Cigarette smoke has been the target of considerable research due to its hazardous effects on the human body. Little of this research has gone into depth on its effect on plant life. What evidence is available shows us that there are both beneficial and detrimental effects when cigarette smoke is applied to plants.
Smoking cigarettes is still a popular habit, despite its many adverse health effects. Hundreds of highly toxic and addictive chemicals are found in cigarettes. Many of these lead to deadly diseases such as cancer.
The microorganisms found growing on all plants produce enzymes and hormones needed for growth. The production of these microorganisms can be inhibited by cigarette smoke in the environment. Cigarette smoke can hinder plant growth and leave a plant without the proper compounds it needs to fight off biological threats, such as disease.
Plants are known for their ability to help clean the air from harmful pollutants. Some plants are better equipped for this job and can help remove cigarette air pollution while absorbing necessary compounds for their own growth. Carbon dioxide is probably the greatest example of this.

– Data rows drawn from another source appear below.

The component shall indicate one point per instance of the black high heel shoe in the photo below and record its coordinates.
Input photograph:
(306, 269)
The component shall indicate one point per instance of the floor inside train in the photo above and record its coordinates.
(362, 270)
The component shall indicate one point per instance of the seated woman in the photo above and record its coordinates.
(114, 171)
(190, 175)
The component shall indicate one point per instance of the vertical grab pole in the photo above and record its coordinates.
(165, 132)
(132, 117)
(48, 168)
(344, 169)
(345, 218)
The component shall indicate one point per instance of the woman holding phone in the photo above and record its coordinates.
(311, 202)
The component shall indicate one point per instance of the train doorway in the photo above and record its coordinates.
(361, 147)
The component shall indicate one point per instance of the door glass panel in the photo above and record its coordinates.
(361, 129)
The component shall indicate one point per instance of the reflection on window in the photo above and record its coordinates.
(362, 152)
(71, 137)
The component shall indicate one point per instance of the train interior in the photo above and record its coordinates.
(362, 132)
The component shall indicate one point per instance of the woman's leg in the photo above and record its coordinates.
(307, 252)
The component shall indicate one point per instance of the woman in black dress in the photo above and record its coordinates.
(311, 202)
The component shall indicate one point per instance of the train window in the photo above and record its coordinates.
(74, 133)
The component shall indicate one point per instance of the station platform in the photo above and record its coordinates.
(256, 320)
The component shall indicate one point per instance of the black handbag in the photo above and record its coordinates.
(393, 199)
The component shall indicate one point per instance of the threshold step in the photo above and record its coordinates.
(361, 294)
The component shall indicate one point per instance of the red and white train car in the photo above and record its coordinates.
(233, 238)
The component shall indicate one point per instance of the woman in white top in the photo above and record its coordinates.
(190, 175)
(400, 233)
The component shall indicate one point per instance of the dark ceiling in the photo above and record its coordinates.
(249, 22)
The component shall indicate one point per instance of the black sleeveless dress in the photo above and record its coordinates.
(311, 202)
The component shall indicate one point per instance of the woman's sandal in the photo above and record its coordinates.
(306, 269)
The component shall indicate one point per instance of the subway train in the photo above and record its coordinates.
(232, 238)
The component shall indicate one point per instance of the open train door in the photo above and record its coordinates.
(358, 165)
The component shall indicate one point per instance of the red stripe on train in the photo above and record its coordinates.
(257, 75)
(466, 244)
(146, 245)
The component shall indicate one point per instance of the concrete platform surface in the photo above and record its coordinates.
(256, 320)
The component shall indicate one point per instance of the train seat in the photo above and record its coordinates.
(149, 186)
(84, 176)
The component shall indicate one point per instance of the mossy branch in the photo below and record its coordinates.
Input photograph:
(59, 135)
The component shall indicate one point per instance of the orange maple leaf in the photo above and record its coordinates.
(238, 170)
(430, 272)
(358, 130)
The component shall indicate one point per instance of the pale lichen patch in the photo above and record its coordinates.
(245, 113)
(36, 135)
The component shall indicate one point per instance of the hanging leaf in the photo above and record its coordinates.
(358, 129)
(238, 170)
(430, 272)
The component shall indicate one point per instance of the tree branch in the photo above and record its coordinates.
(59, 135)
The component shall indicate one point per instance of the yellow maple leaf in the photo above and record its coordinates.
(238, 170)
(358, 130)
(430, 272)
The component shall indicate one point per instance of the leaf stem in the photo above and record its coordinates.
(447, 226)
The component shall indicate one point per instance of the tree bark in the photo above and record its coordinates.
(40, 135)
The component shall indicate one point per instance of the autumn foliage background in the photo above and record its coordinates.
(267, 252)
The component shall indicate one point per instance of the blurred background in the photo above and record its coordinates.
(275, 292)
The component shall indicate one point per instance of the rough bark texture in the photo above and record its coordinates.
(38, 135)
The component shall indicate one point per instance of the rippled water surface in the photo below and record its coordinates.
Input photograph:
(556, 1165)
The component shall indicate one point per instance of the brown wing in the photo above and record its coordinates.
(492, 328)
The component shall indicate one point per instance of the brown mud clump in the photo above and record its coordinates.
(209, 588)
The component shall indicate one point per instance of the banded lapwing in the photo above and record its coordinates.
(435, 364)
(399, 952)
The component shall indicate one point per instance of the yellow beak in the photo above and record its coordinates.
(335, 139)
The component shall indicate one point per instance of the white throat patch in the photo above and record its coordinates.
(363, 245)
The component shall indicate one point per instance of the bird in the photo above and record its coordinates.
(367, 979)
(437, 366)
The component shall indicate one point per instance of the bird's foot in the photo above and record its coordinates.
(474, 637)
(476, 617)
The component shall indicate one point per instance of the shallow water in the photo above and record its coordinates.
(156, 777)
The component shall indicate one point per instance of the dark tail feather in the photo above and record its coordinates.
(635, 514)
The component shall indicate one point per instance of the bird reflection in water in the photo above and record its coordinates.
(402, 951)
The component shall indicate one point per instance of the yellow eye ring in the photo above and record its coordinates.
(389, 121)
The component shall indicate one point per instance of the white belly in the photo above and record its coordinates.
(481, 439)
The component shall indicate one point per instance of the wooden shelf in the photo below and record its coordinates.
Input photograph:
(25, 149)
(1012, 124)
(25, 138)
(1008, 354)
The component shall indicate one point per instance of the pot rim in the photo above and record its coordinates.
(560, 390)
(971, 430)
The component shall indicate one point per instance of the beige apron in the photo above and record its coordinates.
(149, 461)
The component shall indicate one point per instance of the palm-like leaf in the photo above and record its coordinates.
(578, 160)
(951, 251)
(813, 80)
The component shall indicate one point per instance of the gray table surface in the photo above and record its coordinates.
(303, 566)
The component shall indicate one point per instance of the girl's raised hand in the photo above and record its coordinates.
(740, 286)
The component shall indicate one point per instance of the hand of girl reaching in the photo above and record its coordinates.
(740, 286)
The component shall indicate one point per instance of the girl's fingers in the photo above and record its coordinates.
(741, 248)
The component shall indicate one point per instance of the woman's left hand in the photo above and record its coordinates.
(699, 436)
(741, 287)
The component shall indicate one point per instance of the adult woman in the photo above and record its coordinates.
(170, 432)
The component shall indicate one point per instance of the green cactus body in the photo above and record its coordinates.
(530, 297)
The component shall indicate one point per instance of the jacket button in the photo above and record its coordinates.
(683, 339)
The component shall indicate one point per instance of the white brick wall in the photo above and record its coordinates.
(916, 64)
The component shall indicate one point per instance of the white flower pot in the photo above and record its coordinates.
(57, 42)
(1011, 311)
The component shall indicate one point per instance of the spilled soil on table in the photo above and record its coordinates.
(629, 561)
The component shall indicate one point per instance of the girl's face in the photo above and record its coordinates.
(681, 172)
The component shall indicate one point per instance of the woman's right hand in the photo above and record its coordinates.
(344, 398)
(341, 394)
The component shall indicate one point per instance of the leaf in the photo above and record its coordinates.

There are numerous particles and chemicals in cigarette smoke that are harmful to plants. Many of these will stick to the leaves and organs of the plant, making it harder for plants to absorb sufficient light. As the plant begins to absorb these chemicals, many of its natural biological functions--including photosynthesis--are inhibited and it becomes more difficult for the plant to battle other environmental threats.
Many plants suffer from a condition known as epinasty, which is when leaves turn down from contact with too much cigarette smoke. The ethylene in the smoke produces swelling within the plant and limits normal growth.